The most significant direct role of estrogen in vivo is its ability to elicit receptor-mediated cellular proliferation in mammalian target tissues. However, the mechanism by which exogenously added estrogen causes the neoplastic transformation of renal cortical cells is yet to be uncovered. The present study was designed to evaluate interaction of $17{\beta}-estradiol\;(E_2)$ with epidermal growth factor (EGF) and insulin-like growth factor-I (IGF-I) on proliferation and $P_i$ uptake in primary cultured rabbit renal proximal tubular cells in phenol red-free, hormonally defined-medium. $[^3H]-thymidine$ incorporation increased markedly by about 133% and 141% more in the presence of $10^{-9}\;and\;10^{-6}\;M\;E_2$, respectively, than that of control.
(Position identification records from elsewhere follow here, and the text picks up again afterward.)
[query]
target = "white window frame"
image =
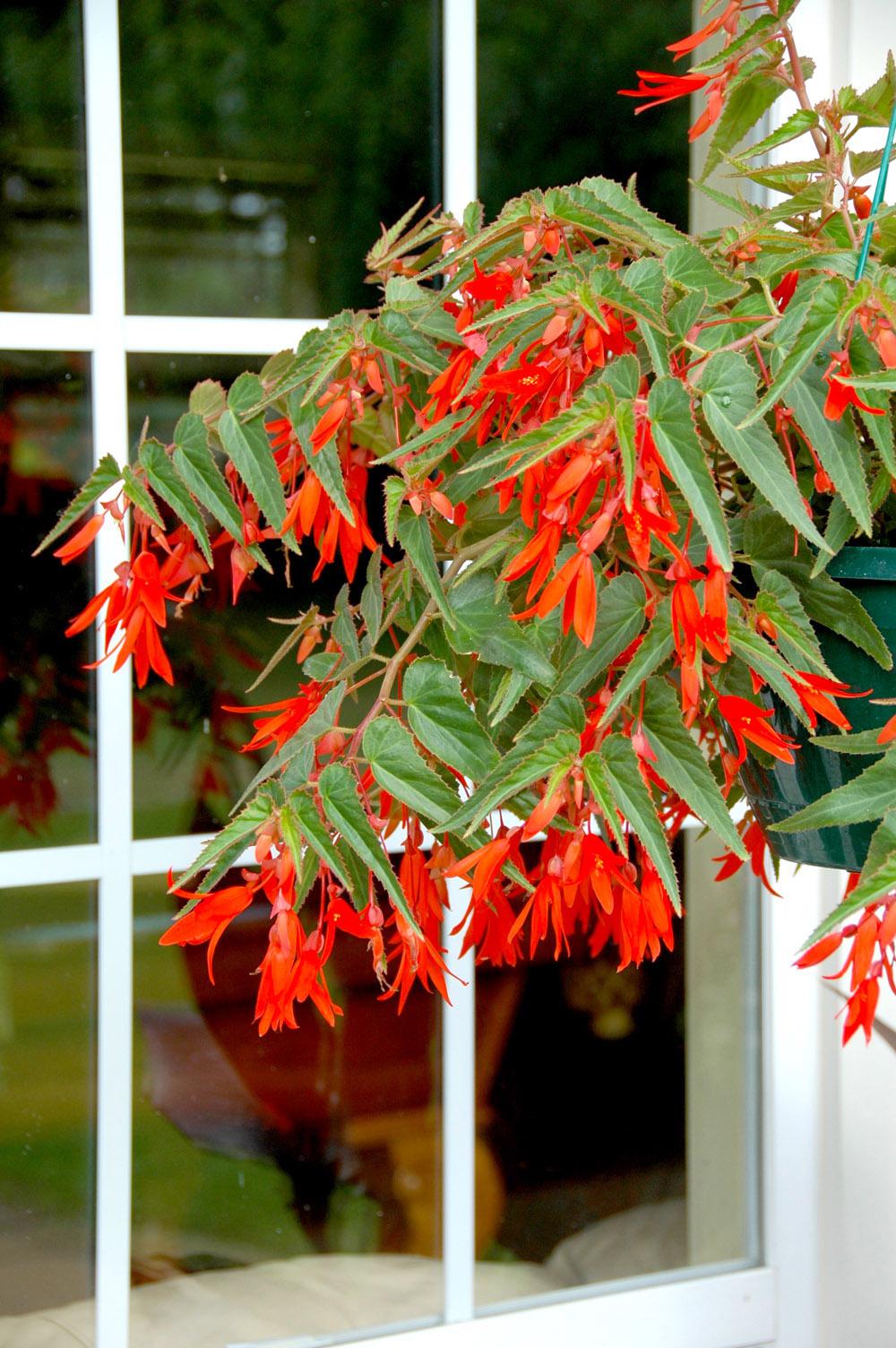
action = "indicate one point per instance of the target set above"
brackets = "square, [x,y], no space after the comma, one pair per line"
[775,1304]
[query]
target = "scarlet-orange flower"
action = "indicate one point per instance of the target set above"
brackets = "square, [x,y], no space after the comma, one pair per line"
[840,395]
[817,693]
[749,722]
[658,88]
[283,717]
[209,917]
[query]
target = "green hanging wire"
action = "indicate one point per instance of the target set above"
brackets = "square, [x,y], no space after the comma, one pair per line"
[879,195]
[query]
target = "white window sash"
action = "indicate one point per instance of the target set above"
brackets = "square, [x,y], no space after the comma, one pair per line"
[776,1302]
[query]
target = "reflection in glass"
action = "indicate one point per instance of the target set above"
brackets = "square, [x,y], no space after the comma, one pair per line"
[296,1174]
[47,772]
[265,143]
[47,1067]
[548,122]
[187,764]
[624,1107]
[43,221]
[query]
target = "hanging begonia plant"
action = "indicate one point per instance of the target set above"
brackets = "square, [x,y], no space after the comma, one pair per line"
[615,462]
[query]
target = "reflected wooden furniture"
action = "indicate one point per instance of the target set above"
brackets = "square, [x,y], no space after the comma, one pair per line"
[363,1091]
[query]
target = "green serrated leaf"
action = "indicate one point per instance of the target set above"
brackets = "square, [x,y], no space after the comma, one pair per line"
[103,478]
[863,741]
[620,618]
[372,599]
[165,483]
[233,834]
[759,655]
[195,465]
[780,603]
[417,540]
[770,543]
[515,774]
[208,401]
[484,626]
[868,797]
[345,813]
[795,125]
[393,489]
[636,807]
[139,497]
[673,424]
[342,628]
[315,834]
[689,267]
[729,396]
[650,655]
[318,722]
[820,318]
[624,376]
[444,722]
[249,451]
[681,762]
[599,789]
[749,96]
[393,334]
[401,772]
[590,410]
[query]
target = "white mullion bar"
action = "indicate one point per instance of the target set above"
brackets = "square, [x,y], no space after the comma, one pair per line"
[794,1027]
[459,1120]
[725,1310]
[103,101]
[459,104]
[162,334]
[47,332]
[459,1021]
[48,866]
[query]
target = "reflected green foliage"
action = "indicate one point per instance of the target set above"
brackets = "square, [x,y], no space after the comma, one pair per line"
[265,143]
[47,1067]
[548,111]
[43,258]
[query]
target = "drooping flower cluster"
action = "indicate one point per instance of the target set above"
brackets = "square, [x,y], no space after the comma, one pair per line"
[607,497]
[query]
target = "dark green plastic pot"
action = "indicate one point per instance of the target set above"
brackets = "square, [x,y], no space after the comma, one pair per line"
[778,791]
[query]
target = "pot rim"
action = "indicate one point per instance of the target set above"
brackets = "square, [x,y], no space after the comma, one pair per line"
[864,564]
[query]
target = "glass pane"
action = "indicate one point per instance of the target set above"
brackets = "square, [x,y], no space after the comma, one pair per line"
[296,1177]
[43,222]
[264,144]
[187,764]
[548,122]
[47,1111]
[621,1107]
[47,769]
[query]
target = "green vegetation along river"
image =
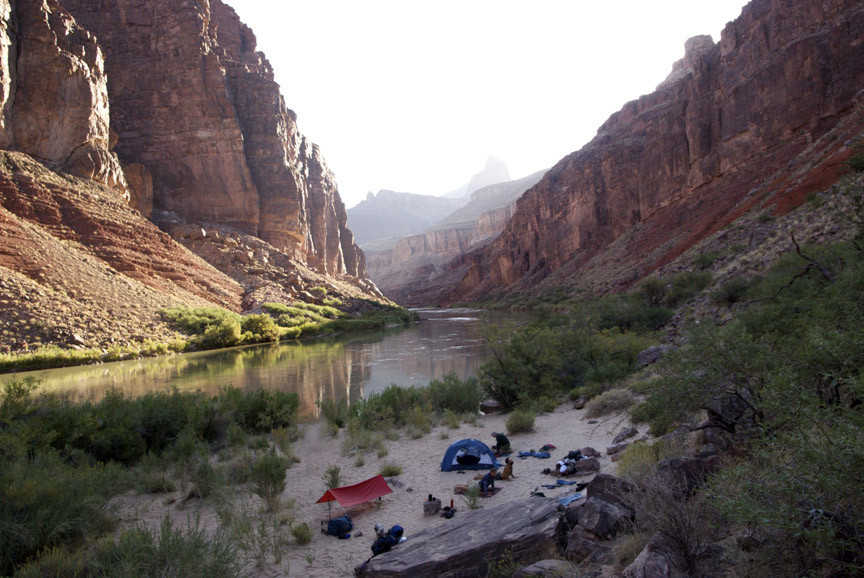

Cell count was 162% and 143% greater in the presence of $10^{-9}\;and\;10^{-6}\;M\;E_2$ , respectively, compared with control. Among all time points examined, there was an increase in $[^3H]-thymidine$ incorporation in the presence of $10^{-9}\;M\;E_2$ at day 9 or 13, respectively. However, $E_2$ ($10^{-9}\;M$) significantly drove up cell count to 160% of that of control at day 13, while it had a slight but statistically insignificant effect at day 9. $E_2-induced$ stimulation of $[^3H]-thymidine$ incorporation was completely reversed by $E_2$ antagonists (progesterone or tamoxifen). $E_2$ ($10^{-9}\;M$) or EGF ($10^{-8}\;M$) significantly stimulated $[^3H]-thymidine$ incorporation by 144% and 154% of control. $E_2$ plus EGF was synergistic on $[^3H]-thymidine$ incorporation (204% of control), while $E_2$ plus IGF-I showed a slight but no significant synergistic effect. Cell number also displayed similar pattern. $E_2$ ($10^{-9}\;M$) significantly stimulated $P_i$ uptake to 134% of control. $E_2$-induced stimulation of $P_i$ uptake was partially reversed by $E_2$ antagonists. EGF or IGF-I ($10^{-8}\;M$) significantly also increased $P_i$ uptake to 132% or 129% of control. $E_2$ plus EGF had synergistic effect on $P_i$ uptake, while $E_2$ plus IGF-I did not. In conclusion, $E_2$ may act not only directly interaction with its receptors but also indirectly as a modulator of EGF in proliferation and $P_i$ uptake of primary cultured rabbit renal proximal tubular cells.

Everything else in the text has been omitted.